Da dove deriva tutto questo ottimismo? Innanzitutto, l’economia è in miglioramento tanto che il differenziale tra la crescita delle aree sviluppate ed emergenti si sta allargando per la prima volta in cinque anni. Merito delle riforme strutturali che sono state avviate in alcuni Paesi, tra cui l’India, l’Indonesia, l’Argentina e il Brasile. In secondo luogo, i rendimenti (yield) del debito in valuta locale sono di circa 100 punti base più alti del periodo immediatamente precedente il Taper tantrum del 2013 (annuncio da parte della Federal Reserve americana di una graduale riduzione delle politiche monetarie ultra-espansive). Inoltre, circa l’80% delle emissioni è investment grade (di qualità). Infine, le valute locali sono a sconto rispetto ai massimi del 2011 verso il dollaro, quindi hanno spazi di apprezzamento.

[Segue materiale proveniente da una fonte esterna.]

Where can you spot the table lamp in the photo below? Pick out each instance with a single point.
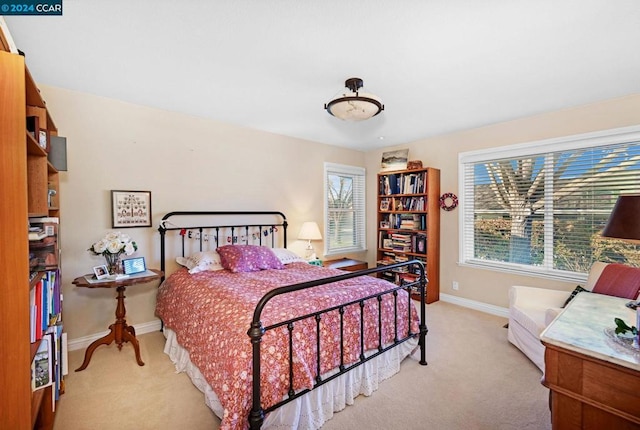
(309, 231)
(624, 224)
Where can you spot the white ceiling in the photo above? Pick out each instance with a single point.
(438, 65)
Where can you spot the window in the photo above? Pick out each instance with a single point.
(540, 207)
(344, 209)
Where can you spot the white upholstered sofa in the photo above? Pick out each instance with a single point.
(532, 309)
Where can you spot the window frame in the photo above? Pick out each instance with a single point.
(359, 177)
(539, 148)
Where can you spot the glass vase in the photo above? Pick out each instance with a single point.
(113, 263)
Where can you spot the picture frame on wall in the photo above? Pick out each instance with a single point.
(130, 209)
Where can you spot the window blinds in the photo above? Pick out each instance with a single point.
(344, 209)
(541, 208)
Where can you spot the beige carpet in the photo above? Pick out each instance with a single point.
(475, 380)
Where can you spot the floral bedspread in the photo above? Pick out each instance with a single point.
(211, 312)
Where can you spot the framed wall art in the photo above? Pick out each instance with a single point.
(130, 208)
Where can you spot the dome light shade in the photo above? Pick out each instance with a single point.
(353, 105)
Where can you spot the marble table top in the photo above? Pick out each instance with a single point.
(581, 326)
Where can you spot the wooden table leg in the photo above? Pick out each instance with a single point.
(119, 332)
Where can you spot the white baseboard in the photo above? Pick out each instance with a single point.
(473, 304)
(85, 341)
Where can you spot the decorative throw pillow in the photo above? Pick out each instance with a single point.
(248, 258)
(578, 289)
(285, 256)
(201, 261)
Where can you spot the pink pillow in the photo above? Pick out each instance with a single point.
(248, 258)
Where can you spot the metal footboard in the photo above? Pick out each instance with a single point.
(257, 331)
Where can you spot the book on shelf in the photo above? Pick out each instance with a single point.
(36, 233)
(45, 304)
(41, 366)
(47, 224)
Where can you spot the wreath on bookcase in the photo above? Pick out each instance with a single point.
(448, 206)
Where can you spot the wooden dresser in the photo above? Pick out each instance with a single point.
(594, 381)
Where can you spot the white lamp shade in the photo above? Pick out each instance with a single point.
(310, 231)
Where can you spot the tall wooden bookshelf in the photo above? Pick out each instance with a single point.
(26, 177)
(409, 224)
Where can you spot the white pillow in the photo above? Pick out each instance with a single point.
(285, 256)
(201, 261)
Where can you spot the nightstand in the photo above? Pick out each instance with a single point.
(346, 264)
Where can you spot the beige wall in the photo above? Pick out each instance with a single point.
(187, 163)
(487, 286)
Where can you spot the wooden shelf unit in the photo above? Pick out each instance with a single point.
(409, 223)
(26, 177)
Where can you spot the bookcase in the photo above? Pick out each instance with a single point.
(409, 225)
(29, 186)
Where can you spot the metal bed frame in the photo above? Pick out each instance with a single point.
(257, 330)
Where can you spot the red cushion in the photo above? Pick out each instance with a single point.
(619, 280)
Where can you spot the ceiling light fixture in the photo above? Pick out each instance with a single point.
(354, 105)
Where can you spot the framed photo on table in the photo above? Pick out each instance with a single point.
(130, 208)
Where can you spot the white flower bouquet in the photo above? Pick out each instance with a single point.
(112, 246)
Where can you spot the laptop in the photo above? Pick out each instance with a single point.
(134, 266)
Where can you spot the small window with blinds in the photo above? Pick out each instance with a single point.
(540, 207)
(344, 209)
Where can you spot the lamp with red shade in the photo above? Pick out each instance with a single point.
(624, 224)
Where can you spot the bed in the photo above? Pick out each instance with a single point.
(271, 340)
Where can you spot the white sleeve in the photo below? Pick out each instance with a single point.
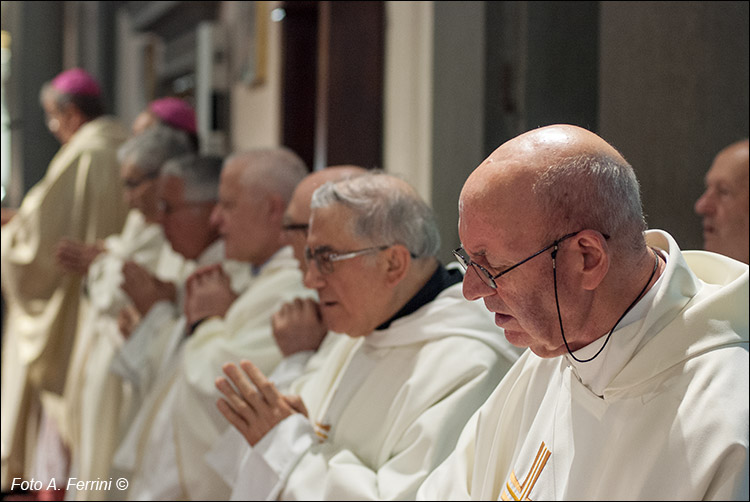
(289, 369)
(139, 359)
(265, 468)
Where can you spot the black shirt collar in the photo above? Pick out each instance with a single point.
(440, 280)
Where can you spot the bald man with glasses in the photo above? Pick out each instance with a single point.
(634, 387)
(383, 409)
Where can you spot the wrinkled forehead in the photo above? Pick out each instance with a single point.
(498, 202)
(332, 225)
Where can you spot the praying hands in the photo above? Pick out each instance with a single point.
(253, 405)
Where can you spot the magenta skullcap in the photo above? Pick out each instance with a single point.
(175, 112)
(76, 81)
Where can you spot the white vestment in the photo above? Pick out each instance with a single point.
(661, 415)
(170, 463)
(80, 197)
(94, 397)
(384, 409)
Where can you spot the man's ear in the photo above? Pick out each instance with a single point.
(276, 207)
(398, 262)
(594, 262)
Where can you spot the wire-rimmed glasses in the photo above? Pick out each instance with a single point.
(463, 258)
(324, 256)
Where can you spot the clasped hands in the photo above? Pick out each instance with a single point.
(208, 293)
(253, 405)
(76, 256)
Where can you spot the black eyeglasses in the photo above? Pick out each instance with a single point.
(132, 184)
(324, 256)
(463, 258)
(291, 227)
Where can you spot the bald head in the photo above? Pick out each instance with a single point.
(277, 170)
(724, 204)
(298, 211)
(554, 180)
(255, 189)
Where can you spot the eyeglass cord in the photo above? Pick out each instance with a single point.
(559, 317)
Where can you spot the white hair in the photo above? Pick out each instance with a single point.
(153, 147)
(199, 173)
(387, 210)
(592, 191)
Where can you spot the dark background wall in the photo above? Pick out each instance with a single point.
(673, 91)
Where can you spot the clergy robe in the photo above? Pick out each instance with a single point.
(664, 416)
(384, 409)
(171, 463)
(79, 197)
(94, 396)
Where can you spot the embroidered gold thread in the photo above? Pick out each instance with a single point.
(512, 486)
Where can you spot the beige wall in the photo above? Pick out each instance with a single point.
(407, 135)
(255, 110)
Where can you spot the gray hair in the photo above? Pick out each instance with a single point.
(199, 173)
(90, 106)
(277, 170)
(593, 191)
(153, 147)
(387, 210)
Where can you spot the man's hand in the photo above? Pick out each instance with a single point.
(253, 405)
(7, 214)
(76, 256)
(298, 326)
(127, 320)
(208, 294)
(144, 289)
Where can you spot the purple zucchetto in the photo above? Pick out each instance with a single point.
(76, 81)
(175, 112)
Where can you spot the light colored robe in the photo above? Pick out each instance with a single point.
(663, 417)
(95, 397)
(80, 197)
(385, 409)
(170, 463)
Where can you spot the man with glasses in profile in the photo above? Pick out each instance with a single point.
(382, 411)
(635, 387)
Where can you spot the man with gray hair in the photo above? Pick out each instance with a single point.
(227, 318)
(188, 191)
(635, 385)
(94, 396)
(384, 408)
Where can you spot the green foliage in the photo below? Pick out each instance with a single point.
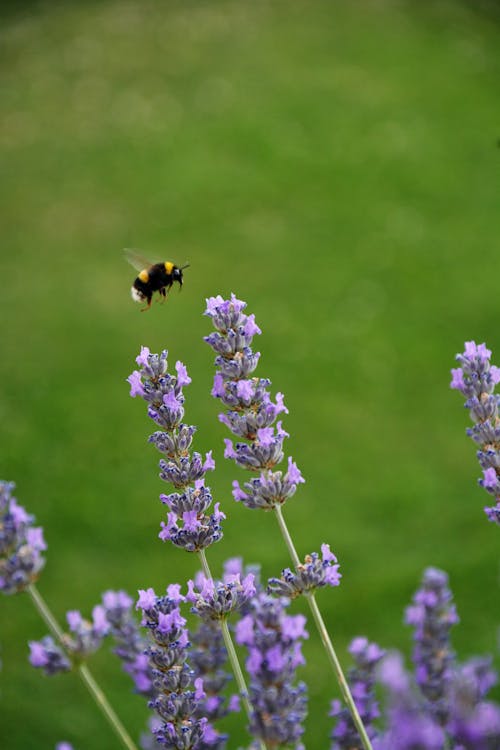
(335, 165)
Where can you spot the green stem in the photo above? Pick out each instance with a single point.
(82, 669)
(325, 638)
(233, 656)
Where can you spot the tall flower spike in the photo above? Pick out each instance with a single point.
(250, 414)
(476, 379)
(274, 641)
(21, 544)
(310, 575)
(362, 681)
(175, 700)
(213, 602)
(432, 614)
(188, 525)
(84, 638)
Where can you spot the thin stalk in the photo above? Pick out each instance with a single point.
(325, 638)
(233, 656)
(83, 670)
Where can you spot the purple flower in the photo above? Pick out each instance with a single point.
(130, 644)
(250, 413)
(47, 655)
(476, 380)
(21, 544)
(188, 526)
(473, 722)
(313, 573)
(273, 640)
(215, 600)
(208, 657)
(177, 693)
(432, 614)
(361, 680)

Occhio alle mosse americane

“Certo, non mancano i rischi”, avvertono i gestori di Tcw. Tra i principali, un rafforzamento del biglietto verde, che potrebbe derivare da politiche fiscali a supporto della crescita americana o da misure protezioniste. Ma le politiche dell’amministrazione Trump si stanno rivelando molto più “leggere” di quanto promesso in campagna elettorale e potrebbero avere conseguenze più severe sui Paesi sviluppati che su quelli emergenti.